AQ - Book Trade and Publishing


Dictionnaire encyclopédique du livre [Lexicon of the Book]. Ed. Pascal Fouché. Paris: Éditions du Cercle de la Librairie. 31 cm.
Vol. 3. N-Z. 2011. xi, 1088 p. ill. 31 cm. ISBN 978-2-7654-0987-8: EUR 195
Index général: A-Z. 2011. 254 p. ISBN 978-2-7654-0988-5: EUR 35 [12-1]

Volume 1 (A-D) of this work was published in 2002 and Volume 2 (E-M) followed in 2005 (see respectively RREA 8:52 and RREA 11:40). Seven years have elapsed until the completion of the publication, which the publisher had originally promised for the year 2005. (By the way, this stretching-out of a publication over a span of many years is a phenomenon that seems less frequent in the English-speaking world, which regularly manages to issue large, multi-volume lexica at a single blow).

The Dictionnaire is a significant addition to reference works on the history of the book. Although its coverage is international, it is particularly valuable for the amount of information it contains on book history in France and the Francophone countries.
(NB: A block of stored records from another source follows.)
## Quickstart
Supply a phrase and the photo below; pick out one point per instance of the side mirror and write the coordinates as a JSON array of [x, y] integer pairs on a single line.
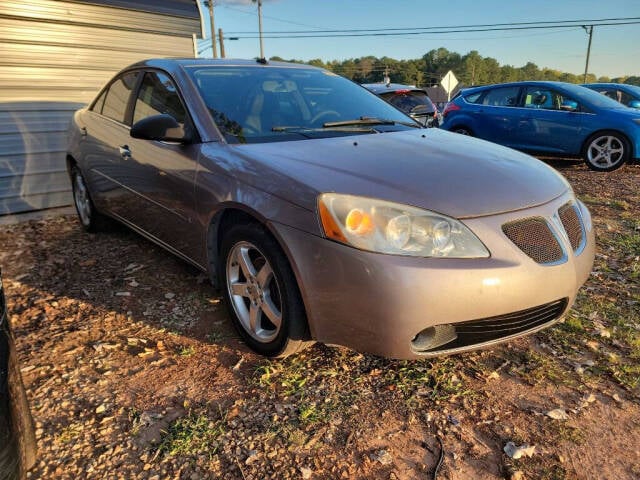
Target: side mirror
[[159, 127], [569, 106]]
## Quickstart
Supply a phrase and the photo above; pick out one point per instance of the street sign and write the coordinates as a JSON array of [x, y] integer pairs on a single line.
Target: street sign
[[449, 82]]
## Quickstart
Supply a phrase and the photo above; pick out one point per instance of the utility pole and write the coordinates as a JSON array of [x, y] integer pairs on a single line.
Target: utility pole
[[260, 25], [214, 48], [589, 30], [221, 37]]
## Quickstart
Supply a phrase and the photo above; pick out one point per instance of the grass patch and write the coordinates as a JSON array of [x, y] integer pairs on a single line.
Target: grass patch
[[70, 432], [192, 435], [187, 351], [535, 368]]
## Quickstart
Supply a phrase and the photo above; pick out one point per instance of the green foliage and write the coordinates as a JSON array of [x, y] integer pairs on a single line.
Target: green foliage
[[192, 435], [470, 68]]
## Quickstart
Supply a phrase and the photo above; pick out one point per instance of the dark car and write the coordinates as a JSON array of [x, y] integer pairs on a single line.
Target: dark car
[[628, 95], [549, 118], [413, 101], [324, 213], [17, 439]]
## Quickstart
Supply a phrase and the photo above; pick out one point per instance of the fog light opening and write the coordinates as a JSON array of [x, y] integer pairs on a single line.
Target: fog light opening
[[434, 337]]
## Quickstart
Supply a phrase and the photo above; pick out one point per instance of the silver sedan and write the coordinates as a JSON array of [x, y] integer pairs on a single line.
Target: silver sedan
[[325, 214]]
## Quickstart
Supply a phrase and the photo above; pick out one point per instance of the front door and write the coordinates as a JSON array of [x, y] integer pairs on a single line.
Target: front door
[[162, 174], [545, 126]]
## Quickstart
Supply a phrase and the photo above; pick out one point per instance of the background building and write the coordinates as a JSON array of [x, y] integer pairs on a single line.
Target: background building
[[54, 56]]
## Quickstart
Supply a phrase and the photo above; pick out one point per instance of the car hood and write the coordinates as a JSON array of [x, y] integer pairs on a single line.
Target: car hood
[[444, 172]]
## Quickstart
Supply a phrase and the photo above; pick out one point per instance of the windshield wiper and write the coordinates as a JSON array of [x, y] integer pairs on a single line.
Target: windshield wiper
[[291, 128], [368, 121]]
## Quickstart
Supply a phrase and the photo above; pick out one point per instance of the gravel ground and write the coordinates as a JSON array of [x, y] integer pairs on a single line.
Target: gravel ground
[[133, 370]]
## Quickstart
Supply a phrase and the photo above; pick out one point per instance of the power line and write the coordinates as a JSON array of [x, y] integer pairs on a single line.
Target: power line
[[481, 25], [250, 12], [440, 30]]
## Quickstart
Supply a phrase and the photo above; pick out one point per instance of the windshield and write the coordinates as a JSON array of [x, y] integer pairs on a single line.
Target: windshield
[[633, 90], [253, 104], [410, 101], [591, 97]]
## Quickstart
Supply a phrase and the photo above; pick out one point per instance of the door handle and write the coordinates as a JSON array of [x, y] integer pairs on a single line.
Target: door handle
[[124, 151]]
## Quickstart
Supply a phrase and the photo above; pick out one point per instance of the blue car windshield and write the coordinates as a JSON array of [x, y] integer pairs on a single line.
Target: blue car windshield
[[255, 104], [592, 98], [634, 90]]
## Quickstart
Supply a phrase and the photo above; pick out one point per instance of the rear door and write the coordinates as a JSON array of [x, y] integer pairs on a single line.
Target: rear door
[[495, 117], [544, 126]]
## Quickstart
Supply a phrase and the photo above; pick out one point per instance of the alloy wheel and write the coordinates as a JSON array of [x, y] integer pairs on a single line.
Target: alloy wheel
[[605, 151], [254, 292]]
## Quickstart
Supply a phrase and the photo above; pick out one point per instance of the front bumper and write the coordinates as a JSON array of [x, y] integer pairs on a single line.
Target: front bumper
[[379, 303]]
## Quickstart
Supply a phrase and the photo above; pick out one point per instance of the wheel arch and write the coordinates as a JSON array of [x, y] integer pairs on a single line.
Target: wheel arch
[[602, 131], [235, 213]]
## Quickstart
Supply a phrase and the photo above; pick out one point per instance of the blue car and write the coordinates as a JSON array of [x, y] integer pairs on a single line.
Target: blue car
[[628, 95], [549, 118]]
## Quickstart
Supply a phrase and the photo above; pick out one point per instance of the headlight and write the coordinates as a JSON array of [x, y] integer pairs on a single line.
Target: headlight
[[386, 227]]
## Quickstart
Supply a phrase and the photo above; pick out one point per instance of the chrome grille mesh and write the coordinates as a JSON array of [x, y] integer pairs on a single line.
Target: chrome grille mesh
[[534, 237], [572, 225]]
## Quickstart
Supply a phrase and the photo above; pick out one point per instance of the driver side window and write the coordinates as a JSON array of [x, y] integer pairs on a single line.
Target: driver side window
[[546, 99], [158, 95]]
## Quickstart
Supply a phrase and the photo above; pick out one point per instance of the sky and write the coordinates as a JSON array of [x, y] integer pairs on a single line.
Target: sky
[[615, 50]]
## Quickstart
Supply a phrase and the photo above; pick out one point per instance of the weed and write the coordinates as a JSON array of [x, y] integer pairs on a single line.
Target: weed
[[69, 432], [194, 434], [187, 351]]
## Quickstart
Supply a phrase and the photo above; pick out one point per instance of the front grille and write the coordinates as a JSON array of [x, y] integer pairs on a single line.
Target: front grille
[[534, 237], [572, 225], [493, 329]]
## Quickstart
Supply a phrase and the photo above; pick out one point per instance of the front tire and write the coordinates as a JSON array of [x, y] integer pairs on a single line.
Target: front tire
[[261, 292], [462, 131], [606, 151]]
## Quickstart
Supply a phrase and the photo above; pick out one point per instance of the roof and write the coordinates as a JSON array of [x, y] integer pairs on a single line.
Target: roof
[[173, 63], [608, 84], [379, 88], [180, 8]]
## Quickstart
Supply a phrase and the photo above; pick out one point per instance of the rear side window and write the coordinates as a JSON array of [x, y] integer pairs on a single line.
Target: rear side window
[[474, 97], [157, 95], [117, 99], [502, 97]]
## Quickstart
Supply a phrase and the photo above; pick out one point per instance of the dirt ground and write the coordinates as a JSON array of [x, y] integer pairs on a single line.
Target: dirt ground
[[133, 370]]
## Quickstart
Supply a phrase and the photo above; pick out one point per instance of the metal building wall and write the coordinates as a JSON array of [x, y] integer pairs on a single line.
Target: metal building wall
[[54, 57]]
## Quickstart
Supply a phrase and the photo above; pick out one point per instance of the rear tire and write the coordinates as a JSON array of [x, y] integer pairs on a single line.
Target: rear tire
[[90, 219], [606, 151], [261, 292]]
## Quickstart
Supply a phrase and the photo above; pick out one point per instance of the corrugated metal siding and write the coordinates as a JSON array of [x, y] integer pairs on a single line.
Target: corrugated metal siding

By way of comparison, the article on Paris covers 6 columns, with 18 bibliographical references, while the article on Venice covers 4 columns with 5 references; neither Rome, Stuttgart, nor Vienna receive articles at all. For most countries, there is one article dealing with the country in general and another dealing with the country’s libraries. There are numerous articles on special topics, such as privilége (18 columns) or reliure [binding] (34 columns), as well as a very large number of shorter entries for technical terms of the book and printing trades.
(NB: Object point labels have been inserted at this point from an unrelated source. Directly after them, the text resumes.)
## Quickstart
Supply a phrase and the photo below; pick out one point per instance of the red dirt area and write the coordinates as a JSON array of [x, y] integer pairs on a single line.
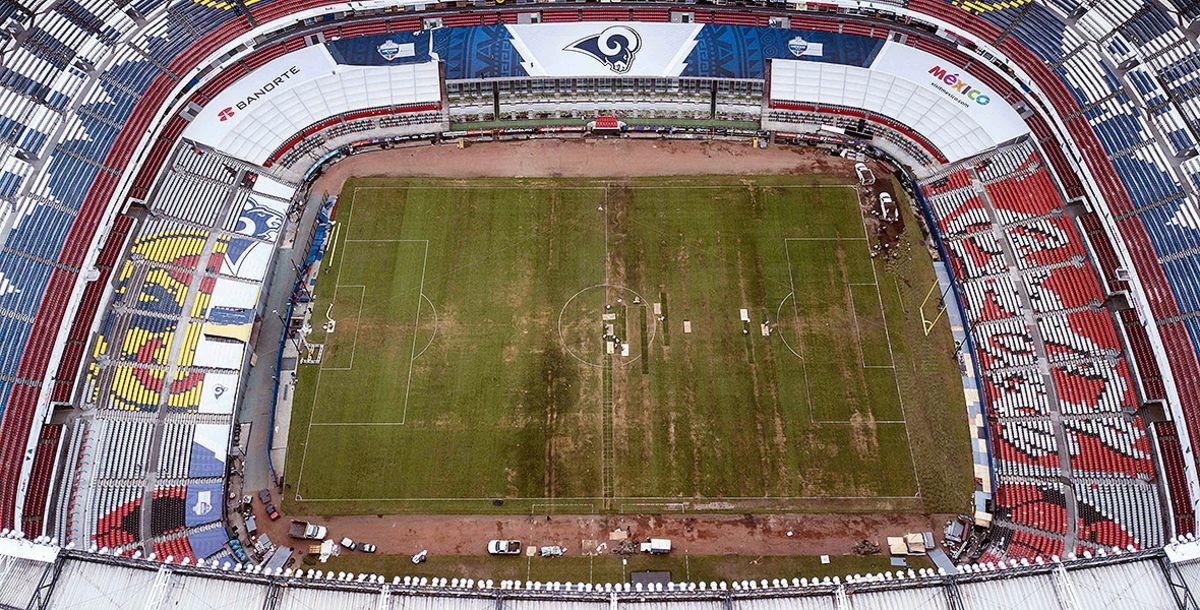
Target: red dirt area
[[591, 157], [697, 534]]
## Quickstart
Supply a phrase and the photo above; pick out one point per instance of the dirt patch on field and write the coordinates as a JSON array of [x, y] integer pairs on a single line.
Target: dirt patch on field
[[743, 534], [544, 449]]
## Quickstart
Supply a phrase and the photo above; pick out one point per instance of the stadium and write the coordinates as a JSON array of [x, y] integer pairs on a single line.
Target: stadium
[[775, 282]]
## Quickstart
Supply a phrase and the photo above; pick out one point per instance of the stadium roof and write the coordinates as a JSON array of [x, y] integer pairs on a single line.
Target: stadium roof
[[42, 578]]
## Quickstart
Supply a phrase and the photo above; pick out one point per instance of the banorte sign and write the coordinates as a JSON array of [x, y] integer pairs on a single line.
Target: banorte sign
[[961, 87], [253, 96]]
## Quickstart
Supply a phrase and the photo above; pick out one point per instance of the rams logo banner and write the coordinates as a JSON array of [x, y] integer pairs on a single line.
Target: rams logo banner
[[616, 47]]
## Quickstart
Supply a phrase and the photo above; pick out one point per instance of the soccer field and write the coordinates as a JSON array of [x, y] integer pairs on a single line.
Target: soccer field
[[577, 346]]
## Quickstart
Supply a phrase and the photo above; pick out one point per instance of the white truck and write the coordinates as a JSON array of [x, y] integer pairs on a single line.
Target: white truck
[[657, 546], [306, 531]]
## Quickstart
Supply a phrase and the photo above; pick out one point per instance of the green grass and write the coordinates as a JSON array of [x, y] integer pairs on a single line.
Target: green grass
[[467, 362]]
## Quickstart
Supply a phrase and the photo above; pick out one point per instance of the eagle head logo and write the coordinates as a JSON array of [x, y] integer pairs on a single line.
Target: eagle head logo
[[615, 47]]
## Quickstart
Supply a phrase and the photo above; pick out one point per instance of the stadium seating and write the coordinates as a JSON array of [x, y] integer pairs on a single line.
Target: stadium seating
[[1089, 394]]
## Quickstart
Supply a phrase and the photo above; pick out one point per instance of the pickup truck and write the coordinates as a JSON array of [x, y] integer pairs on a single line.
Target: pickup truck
[[306, 531], [504, 548]]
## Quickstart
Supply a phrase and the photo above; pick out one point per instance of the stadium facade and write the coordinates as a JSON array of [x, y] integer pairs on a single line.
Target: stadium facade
[[1051, 147]]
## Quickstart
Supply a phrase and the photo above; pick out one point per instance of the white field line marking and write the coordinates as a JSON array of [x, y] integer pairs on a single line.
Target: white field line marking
[[533, 183], [358, 324], [779, 315], [367, 424], [435, 326], [333, 250], [555, 506], [606, 237], [858, 332], [796, 320], [316, 390], [887, 333], [417, 322], [655, 500]]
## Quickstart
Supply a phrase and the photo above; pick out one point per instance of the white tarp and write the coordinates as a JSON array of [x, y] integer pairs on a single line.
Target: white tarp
[[219, 393], [213, 437], [219, 354], [262, 111], [274, 187], [234, 294], [912, 88], [655, 49], [247, 259]]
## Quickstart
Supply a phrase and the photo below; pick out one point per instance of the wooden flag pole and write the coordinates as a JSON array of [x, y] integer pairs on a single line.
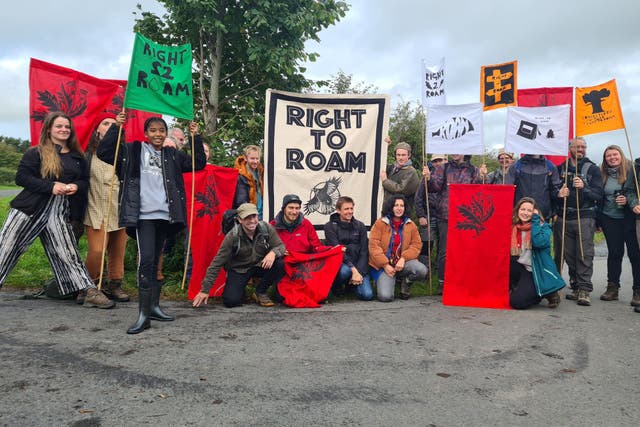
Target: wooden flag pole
[[564, 212], [633, 166], [193, 187], [109, 200], [426, 195]]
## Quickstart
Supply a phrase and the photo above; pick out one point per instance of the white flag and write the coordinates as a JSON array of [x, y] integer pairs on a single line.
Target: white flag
[[455, 129], [433, 84], [538, 130]]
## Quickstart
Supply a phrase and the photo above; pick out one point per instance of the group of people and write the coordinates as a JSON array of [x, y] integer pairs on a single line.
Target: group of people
[[64, 187], [566, 203]]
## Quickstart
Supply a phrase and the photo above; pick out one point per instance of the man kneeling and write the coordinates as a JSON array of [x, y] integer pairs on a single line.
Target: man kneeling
[[250, 249]]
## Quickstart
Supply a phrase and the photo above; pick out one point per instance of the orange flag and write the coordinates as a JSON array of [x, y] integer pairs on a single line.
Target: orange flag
[[499, 85], [598, 109]]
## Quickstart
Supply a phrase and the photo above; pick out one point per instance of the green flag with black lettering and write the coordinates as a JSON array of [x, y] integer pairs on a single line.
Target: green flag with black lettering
[[160, 79]]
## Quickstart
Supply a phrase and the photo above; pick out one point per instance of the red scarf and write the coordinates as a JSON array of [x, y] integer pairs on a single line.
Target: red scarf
[[517, 245]]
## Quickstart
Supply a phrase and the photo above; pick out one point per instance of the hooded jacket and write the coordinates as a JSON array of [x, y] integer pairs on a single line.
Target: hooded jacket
[[450, 173], [380, 237], [247, 188], [174, 164], [353, 236]]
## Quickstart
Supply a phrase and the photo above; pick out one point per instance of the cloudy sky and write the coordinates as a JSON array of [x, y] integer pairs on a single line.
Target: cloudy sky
[[380, 42]]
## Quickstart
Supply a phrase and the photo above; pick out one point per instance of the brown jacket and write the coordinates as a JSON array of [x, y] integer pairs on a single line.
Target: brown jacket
[[380, 236]]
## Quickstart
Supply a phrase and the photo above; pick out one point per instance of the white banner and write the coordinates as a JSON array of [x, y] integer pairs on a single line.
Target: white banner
[[433, 84], [538, 130], [321, 147], [454, 129]]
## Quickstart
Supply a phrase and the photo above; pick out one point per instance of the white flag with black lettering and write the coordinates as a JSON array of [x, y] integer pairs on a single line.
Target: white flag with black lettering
[[321, 147], [538, 130], [433, 84], [454, 129]]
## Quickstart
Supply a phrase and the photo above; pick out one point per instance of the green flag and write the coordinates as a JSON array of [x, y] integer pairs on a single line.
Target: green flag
[[160, 79]]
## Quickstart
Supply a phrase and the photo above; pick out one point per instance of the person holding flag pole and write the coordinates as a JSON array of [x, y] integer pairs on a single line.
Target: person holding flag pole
[[152, 200]]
All articles are signed. For the most part, bibliographical references are relegated to a bibliography at the end of the volume; it would have been better to integrate these references into the articles themselves. There are many color illustrations, most of them of good size, up to half a page. An index to the publication as a whole (Index général) was issued along with this volume. There are indexes of personal names, institutions, countries, places, and titles.

Despite its somewhat uneven coverage (emphasis on France), this lexicon can be recommended for large research libraries. It will certainly be indispensable for locating information on French printers and publishers, and for looking up the specialized French vocabulary for printing and publishing. [sh/crc]
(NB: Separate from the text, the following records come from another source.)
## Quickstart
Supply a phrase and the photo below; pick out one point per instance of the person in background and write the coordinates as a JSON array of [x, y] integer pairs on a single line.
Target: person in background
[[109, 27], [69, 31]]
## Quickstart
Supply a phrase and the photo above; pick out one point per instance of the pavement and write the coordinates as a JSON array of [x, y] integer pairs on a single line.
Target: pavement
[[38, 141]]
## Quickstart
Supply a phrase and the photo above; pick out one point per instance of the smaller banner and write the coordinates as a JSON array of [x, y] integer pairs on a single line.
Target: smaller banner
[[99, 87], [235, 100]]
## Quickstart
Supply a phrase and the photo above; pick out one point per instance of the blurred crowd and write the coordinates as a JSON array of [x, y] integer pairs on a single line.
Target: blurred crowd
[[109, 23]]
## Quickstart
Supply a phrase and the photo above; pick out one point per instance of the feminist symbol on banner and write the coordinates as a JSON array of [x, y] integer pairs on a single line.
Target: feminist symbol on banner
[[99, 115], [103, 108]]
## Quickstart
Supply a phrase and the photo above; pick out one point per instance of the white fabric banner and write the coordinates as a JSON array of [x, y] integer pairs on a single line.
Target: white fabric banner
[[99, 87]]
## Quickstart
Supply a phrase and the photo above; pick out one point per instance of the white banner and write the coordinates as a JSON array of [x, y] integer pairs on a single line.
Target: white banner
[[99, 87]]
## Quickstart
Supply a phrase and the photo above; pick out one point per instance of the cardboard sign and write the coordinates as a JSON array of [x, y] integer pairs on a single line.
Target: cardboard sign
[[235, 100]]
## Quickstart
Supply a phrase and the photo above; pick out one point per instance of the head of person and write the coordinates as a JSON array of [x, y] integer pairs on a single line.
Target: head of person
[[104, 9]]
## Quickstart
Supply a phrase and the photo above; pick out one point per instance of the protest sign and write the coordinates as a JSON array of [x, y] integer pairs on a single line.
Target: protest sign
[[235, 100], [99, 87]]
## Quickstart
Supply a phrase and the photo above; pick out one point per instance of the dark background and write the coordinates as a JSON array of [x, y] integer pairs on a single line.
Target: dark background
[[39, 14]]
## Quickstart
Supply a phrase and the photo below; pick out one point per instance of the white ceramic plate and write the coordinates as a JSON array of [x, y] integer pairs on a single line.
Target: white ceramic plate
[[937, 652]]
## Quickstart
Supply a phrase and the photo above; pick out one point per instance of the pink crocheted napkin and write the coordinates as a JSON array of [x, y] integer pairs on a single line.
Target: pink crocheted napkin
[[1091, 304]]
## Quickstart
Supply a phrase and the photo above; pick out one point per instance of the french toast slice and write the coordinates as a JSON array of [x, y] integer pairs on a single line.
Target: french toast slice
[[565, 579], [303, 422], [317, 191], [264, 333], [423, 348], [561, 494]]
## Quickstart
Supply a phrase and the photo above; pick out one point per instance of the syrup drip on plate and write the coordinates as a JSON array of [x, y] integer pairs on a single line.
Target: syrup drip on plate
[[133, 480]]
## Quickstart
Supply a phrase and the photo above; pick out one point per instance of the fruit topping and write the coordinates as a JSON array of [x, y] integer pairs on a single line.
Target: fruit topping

Encyclopédie de la webculture [Encyclopedia of Web Culture]. Ed. Titiou Lecoq and Diane Lisarelli. Paris: Laffont, 2011. 257 p. 23 cm. (Encyclopedia). ISBN 9782221128299: EUR 23.35

An RREA Original Review by Michelle Emanuel (University of Mississippi)

This illustrated encyclopedia explores the internet as it is today, “au terme d’un processus de démocratisation d’une dizaine d’années” [after a 10-year process of democratization]. It has become a culture with its own codes, language, and mindset. Comprised of 92 articles, this book is “un ‘best-of ’ pour les familiers de cet univers, une initiation pour les neophytes” [a “best-of ” for those familiar with this world and an initiation for neophytes]. The text is cleverly written, combining tongue-in-cheek references to the internet’s fascination with Chuck Norris and David Hasselhoff with straight-faced philosophical questions about the end of anonymity and the selective creation of one’s online profile, asking what phenomenological philosopher Maurice Merleau-Ponty would think of Facebook. The topics are varied: popular themes of websites and posts (e.g., animals—especially cats—and food), brand names (Apple, Google), issues unique to the Internet (cyberbullying, net neutrality, Wikileaks), words reappropriated by the internet culture (avatar, cloud, fail, meme, nom), words invented by the internet culture (blogosphere, photobomb), and most importantly, acronyms (LOL, OMG, NSFW, WTF). While most of the entries illustrate the dominance of English-language—and especially American—popular culture on the internet, there are a few entries that are uniquely French in nature, such as Doctissimo (a reference site for “les hypocondriaques francophones” [French-speaking hypochondriacs]) and Frédéric Lefebvre (a deputy of the center-right Union pour un mouvement populaire [Union for a Popular Movement] party known for his often inflammatory statements). A snapshot of our quickly changing times, Encyclopédie de la webculture is a worthwhile addition to collections of contemporary French studies.